这场斗争,早已开始,从皇帝高调宣布帮琉球国复国,这场争斗就到了最后关头。之所以立刻没有就爆发,原因也简单,大家都需要一定的时间联络布局,协调整理内部势力做最后的准备,至于谁笑到最后,那就看各自的手段了。
北洋水师和郑芝龙接到了皇帝帮琉球国复国的圣旨之后,没多久就开始封航,严禁明朝的船只靠近倭国以及琉球,也严禁倭国的船只靠近大明。原因也简单,既然要帮琉球国复国,肯定要和倭国人打仗,既然要打仗,那大家都站远一点,一来不要伤及无辜;二来,不要给倭国运送物资,更不要资敌。
正是一年做买卖的时候,却不准靠近倭国,那产的那么多生丝,海贸产品又销往那里去呢?南洋更不用去想,首先就过不了郑芝龙那关,虽然他如今招安了,可还是海盗性子,让不让你过,完全看他的心心情,至于说有没有皇帝授意,谁也说不准。除了郑芝龙,还有其他海盗,数量也不菲,除了其他海盗,还有夷人,过了这些重重关卡,才能到南洋,回来还得再经历一次这种重重难关,要到那边做买卖,几乎是有命去,没命回。如今倭国、朝鲜的贸易又被中断,海上贸易,算是彻底的停滞下来。
帮琉球复国这个消息传到南方,很多依靠海贸获利的家族再也坐不住,开始暗中联络,想办法,除了依靠海贸获利的家族,还有很多反对缴税的家族,也开始参与联络,皇帝的路数已经可以说很明白了,皇帝变着方的要大家缴税,今日是这些海商,日后就轮到他们了,所以,参与暗中联络的人更是不少。
天下人聚集京城,又为这件事的联络和发展提供了便利。
经过了一段时间的联络、发酵、布局、整合,这件事,也算是到了风口浪尖了,双方也到了摊派的时间了。
水师封航的消息,可以说,是给双方吹响了最后决战的号角。这个消息一入京城,所有的人都摒住了呼吸。
……
北京城里的茶楼,热议这些事已经是公开的了,既没有想象中锦衣卫的四处盘查,也没有那个当官的过问。
这个茶楼上,相当的安静。整个茶楼都只有这几个人在喝茶,和别处茶楼那种热闹的场面可谓是截然不同。
“水师果然是要断海外贸易的。”曹于汴率先就开口了,和先前预料的如出一辙,皇帝说什么帮琉球国复国,实际是把矛头对准了海上贸易。
这个茶楼里,坐的都是高官显贵,世家大族,来这里就只为了一件事,那就是为了缴税之争。
“幸亏我等早有预料,早已有所准备,不然,今日岂不被动?”另外一个人接口道,脸上倒很是得意,带着一些笑,仿佛自己猜中了皇帝的心思一般。
韩爌不得不在内心鄙夷,这个算是预料了吗?这就是皇帝明着告诉所有人,皇帝要如何如何干,你们有关系的拉关系,有人的找人,皇帝要一起收拾呢,这用得着得意?
这个人的这句话确实接的不怎么样,也就是他一个人笑,其他人,倒都是绷着个脸,根本笑不出来。

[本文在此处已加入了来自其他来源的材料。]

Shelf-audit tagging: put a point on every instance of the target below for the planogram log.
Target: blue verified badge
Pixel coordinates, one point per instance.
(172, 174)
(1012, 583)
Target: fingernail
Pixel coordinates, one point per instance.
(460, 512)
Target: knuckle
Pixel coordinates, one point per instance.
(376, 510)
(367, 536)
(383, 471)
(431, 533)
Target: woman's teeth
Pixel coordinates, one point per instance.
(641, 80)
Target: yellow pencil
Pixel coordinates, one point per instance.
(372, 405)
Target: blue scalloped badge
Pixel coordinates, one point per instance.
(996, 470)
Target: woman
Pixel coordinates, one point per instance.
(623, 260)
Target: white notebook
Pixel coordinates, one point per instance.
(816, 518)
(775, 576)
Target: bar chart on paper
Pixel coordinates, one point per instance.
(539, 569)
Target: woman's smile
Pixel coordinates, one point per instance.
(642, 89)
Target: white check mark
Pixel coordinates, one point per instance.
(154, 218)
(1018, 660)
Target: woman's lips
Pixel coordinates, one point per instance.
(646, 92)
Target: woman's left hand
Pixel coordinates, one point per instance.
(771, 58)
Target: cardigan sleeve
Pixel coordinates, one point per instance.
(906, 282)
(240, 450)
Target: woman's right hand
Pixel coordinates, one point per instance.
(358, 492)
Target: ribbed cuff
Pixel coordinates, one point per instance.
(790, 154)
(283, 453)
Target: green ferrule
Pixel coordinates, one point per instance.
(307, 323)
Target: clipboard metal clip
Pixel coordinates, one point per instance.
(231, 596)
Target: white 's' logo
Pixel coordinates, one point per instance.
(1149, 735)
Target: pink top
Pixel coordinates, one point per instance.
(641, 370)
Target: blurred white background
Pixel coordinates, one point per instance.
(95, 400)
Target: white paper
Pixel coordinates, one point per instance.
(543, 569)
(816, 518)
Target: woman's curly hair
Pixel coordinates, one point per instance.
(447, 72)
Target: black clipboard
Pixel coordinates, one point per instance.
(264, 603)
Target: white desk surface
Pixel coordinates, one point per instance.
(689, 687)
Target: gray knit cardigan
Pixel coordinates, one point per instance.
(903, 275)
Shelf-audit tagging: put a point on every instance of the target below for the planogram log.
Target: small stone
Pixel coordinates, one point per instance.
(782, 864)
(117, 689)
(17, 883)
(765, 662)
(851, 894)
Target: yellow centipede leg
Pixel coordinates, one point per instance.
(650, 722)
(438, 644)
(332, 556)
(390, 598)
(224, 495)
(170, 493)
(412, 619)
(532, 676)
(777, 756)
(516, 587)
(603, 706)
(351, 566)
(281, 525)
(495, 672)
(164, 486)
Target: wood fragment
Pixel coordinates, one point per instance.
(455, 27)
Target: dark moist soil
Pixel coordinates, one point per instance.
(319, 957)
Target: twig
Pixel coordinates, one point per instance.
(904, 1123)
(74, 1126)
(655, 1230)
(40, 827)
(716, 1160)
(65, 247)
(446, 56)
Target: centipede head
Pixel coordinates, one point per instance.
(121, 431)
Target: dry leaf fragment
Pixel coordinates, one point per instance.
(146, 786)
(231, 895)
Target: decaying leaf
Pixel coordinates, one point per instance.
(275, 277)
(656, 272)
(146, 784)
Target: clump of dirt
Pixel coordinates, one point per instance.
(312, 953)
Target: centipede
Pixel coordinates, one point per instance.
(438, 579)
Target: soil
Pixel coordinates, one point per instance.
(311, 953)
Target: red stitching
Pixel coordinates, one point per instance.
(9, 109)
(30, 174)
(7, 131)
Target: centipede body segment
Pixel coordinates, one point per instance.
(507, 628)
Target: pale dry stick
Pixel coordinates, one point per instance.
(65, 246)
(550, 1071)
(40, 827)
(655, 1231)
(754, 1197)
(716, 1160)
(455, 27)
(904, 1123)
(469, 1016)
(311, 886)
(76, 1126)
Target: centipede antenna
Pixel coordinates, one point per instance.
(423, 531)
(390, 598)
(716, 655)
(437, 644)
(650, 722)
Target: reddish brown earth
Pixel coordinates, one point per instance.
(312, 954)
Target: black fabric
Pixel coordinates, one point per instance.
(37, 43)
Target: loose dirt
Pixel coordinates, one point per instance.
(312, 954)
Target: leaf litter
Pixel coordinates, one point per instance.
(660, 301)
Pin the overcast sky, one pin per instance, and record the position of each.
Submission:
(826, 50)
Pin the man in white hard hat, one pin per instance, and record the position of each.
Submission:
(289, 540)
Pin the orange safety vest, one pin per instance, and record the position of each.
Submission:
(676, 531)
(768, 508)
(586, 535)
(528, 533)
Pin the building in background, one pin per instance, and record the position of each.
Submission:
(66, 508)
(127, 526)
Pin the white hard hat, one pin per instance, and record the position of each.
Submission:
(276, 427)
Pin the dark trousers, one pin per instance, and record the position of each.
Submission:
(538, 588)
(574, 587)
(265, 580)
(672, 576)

虽然他们是聚合在了一起,貌似实力庞大,可也不得不说,皇帝就是皇帝,所做的事,有浩然之气,左手一个高官出海,右手一个番薯酒,将他们的气势消弭在无形之间,鉴于皇帝这几手的压力,又如何笑得出来?再加上如今近乎明着告知的水师禁海,皇帝似乎根本就没把他们放在眼里,做事,都是明着来,明着去,丝毫不使黑手,如果加上他们能在这里自由的讨论如何如何对付皇帝,这无疑更是让他们笑不起来。越是如此,越是有无形的压力铺天盖地而来,也只有那种脑袋一根筋的人才会笑得出来。
“水师的事,能否再跟陛下提一下,最好还是别封海的好,不然,纵使能赢,今年的损失也大啊!”一个人提议道,他们和皇帝斗,显然不可能一下子把皇帝打倒在地,即便是真的把皇帝打倒在地,那得是多大的事?大家还有心思管什么海外贸易的事?也就是说,得错过今年贸易的最佳时期,今年的损失是注定了。
“这事能如何阻止陛下?即便不封海,一个海盗倭寇***,船去了海上,不是更糟吗?被海盗和倭寇劫去,莫非还能给你还回来不成?陛下之所以是封海,而不是以海盗和倭寇之名行事,盖因为陛下爱惜羽毛,不愿意使黑手罢了,所以说,这事基本不可能阻止陛下……”曹于汴反问道,也解释起来,这件事,他作为顶级大佬,最清楚事情的前因后果,知道事情的来龙去脉,当下就解释给这个人听。
“总宪说得有道理,唉……”这个刚刚说再提水师之事的人叹息着摇头,不得不承认这一点,明着皇帝可以封海,因为要帮琉球富国了,暗里可以装海盗,总之,海是出不去了。
曹于汴否决了这件事,茶楼里,就只有一片喝茶的声音了。
曹于汴更是郁闷,怎么和皇帝斗,到现在,他依旧没有想好,原本韩爌才是他们之中的“老大”,可韩爌貌似不怎么出声了,让着他来做这个“老大”。他做老大,怎么和皇帝斗,就归他头疼,怎么和皇帝斗,并且斗赢,他实在是想不出什么招来。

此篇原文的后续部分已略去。